First Author

Predicting whether a non-native invasive plant species is likely to overtake a given ecosystem can be tricky. But being able to make such predictions would be valuable, because invasive species can have serious ecological and economic consequences. Researchers generally believe that invasive plants thrive best when resource levels — nutrients, water and sunlight — are plentiful. But as an undergraduate visiting Hawaii, Jennifer Funk, now a postdoc at Stanford University in California, found this puzzling. Despite having low-nutrient volcanic soils, the islands are overrun with invasives. She and colleague Peter Vitousek compared the resource-use efficiency of 19 invasives with that of 19 evolutionarily related natives. They report, on page 1079, that invasives are as efficient as or more so than native plants at using limited resources. Funk tells Nature about her trek across paradise to study these plants.

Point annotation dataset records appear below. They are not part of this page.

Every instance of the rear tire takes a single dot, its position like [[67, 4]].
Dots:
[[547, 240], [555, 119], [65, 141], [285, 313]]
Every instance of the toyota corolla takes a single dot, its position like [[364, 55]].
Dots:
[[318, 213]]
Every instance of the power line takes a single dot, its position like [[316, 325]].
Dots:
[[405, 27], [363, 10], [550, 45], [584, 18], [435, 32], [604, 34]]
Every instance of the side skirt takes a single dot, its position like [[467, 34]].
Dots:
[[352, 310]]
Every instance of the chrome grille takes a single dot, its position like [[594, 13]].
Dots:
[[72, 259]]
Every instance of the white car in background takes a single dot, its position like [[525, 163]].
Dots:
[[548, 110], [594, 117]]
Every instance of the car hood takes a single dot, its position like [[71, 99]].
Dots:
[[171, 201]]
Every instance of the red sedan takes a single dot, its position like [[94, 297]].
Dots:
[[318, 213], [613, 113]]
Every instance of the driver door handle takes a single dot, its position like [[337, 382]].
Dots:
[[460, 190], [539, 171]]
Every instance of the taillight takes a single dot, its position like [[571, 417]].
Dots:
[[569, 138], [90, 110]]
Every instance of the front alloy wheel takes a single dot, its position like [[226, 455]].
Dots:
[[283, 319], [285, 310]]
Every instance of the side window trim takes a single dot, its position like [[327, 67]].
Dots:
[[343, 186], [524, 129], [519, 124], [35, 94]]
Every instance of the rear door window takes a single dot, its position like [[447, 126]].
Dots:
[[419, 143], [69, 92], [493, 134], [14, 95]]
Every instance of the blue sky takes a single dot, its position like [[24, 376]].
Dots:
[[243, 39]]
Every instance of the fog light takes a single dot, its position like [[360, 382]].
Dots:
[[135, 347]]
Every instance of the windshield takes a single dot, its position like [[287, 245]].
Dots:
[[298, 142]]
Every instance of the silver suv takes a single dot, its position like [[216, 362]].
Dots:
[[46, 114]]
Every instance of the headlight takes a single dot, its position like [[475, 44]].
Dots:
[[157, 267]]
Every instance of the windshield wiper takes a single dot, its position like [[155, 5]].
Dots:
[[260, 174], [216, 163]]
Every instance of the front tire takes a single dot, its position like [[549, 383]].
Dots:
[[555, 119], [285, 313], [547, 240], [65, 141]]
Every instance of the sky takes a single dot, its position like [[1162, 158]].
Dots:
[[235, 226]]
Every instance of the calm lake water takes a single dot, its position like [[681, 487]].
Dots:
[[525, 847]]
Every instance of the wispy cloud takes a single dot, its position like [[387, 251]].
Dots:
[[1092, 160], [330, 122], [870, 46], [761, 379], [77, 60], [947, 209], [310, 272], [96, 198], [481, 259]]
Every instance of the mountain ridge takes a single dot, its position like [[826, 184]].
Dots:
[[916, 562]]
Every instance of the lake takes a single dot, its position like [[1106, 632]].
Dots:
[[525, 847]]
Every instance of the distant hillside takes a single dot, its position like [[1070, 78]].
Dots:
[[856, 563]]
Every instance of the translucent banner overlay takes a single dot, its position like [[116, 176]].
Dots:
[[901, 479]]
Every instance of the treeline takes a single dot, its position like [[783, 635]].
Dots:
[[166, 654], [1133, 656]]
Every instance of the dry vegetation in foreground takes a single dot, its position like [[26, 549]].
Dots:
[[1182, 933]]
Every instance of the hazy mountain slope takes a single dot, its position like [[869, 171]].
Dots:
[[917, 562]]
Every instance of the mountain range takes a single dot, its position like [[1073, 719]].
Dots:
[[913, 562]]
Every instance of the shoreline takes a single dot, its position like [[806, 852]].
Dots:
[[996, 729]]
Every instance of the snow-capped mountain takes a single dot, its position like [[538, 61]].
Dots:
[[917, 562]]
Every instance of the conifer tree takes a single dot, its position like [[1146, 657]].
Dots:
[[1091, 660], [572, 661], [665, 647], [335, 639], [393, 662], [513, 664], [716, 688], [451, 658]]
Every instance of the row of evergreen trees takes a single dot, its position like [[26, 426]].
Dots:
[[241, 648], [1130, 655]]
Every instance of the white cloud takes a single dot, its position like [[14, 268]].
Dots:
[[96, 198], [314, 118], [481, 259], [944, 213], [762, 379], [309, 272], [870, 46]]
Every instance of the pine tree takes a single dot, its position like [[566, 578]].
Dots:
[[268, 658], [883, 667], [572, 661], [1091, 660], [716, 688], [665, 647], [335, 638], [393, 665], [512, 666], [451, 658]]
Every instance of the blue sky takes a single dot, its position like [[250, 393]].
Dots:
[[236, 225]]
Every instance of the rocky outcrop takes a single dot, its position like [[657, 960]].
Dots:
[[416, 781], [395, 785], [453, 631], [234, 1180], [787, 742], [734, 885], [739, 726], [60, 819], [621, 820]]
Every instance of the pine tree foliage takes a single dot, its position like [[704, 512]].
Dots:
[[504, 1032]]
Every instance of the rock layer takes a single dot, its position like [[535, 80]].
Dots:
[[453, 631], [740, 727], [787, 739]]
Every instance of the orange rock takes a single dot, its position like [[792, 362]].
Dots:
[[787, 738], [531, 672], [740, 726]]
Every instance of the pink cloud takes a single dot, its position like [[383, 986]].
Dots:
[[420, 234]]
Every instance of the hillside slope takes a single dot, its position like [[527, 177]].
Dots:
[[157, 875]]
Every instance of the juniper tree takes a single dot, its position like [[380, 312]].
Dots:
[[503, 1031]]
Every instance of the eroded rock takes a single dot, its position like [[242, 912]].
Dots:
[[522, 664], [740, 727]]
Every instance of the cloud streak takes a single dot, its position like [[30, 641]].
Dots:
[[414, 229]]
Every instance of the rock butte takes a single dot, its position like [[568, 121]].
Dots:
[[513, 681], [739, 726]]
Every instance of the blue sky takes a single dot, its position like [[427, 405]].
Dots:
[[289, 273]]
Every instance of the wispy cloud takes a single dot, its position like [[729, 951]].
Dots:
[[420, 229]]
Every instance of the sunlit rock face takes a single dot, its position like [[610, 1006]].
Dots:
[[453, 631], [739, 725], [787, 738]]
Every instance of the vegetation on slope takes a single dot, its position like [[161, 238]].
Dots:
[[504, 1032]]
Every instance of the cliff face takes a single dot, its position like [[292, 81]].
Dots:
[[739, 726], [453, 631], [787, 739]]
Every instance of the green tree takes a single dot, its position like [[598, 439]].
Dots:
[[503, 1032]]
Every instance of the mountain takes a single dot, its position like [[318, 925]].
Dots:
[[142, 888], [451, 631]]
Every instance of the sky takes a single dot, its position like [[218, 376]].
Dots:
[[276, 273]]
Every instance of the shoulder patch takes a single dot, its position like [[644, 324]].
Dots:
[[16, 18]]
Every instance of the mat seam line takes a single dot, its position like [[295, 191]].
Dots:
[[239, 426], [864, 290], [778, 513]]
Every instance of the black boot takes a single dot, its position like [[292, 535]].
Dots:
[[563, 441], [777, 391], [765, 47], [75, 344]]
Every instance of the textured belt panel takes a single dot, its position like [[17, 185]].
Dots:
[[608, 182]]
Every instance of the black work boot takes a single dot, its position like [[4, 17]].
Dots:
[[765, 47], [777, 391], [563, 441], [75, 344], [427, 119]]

Why have there been so few studies of invasives in low-resource environments?

Most invasive species are found in disturbed habitats, which are often characterized by high resource availability. For example, if you harvest some of the trees in a forest, you increase the amount of light available to the remaining trees and plants. Research in disturbed systems suggests that invasive plants are able to exploit high-resource conditions. But it's widely thought that natives in low-resource environments should be able to outcompete invasives, because the natives have traits that allow them to persist there.

How did you decide which species to look at?

I used evolutionarily related pairs of native and invasive plants, comparing an invasive and native plant from either the same genus or the same plant family. Closely related species have more traits in common, which makes it easier to identify the trait or traits making an invasive plant more aggressive.

How did you determine the performance of natives versus invasives?

We looked at resource-use efficiency, which is the amount of carbon that a plant assimilates through photosynthesis per amount of resource used to acquire that carbon.

What further studies might help determine better ways to manage invasives?

It would be interesting to look at how resource-use efficiency operates at different phases of invasion. For example, if a grass invading an arid environment has very high water-use efficiency, you might want to target the removal of that invasive plant before it becomes problematic, because it's likely to outcompete the native vegetation for the most limited resources.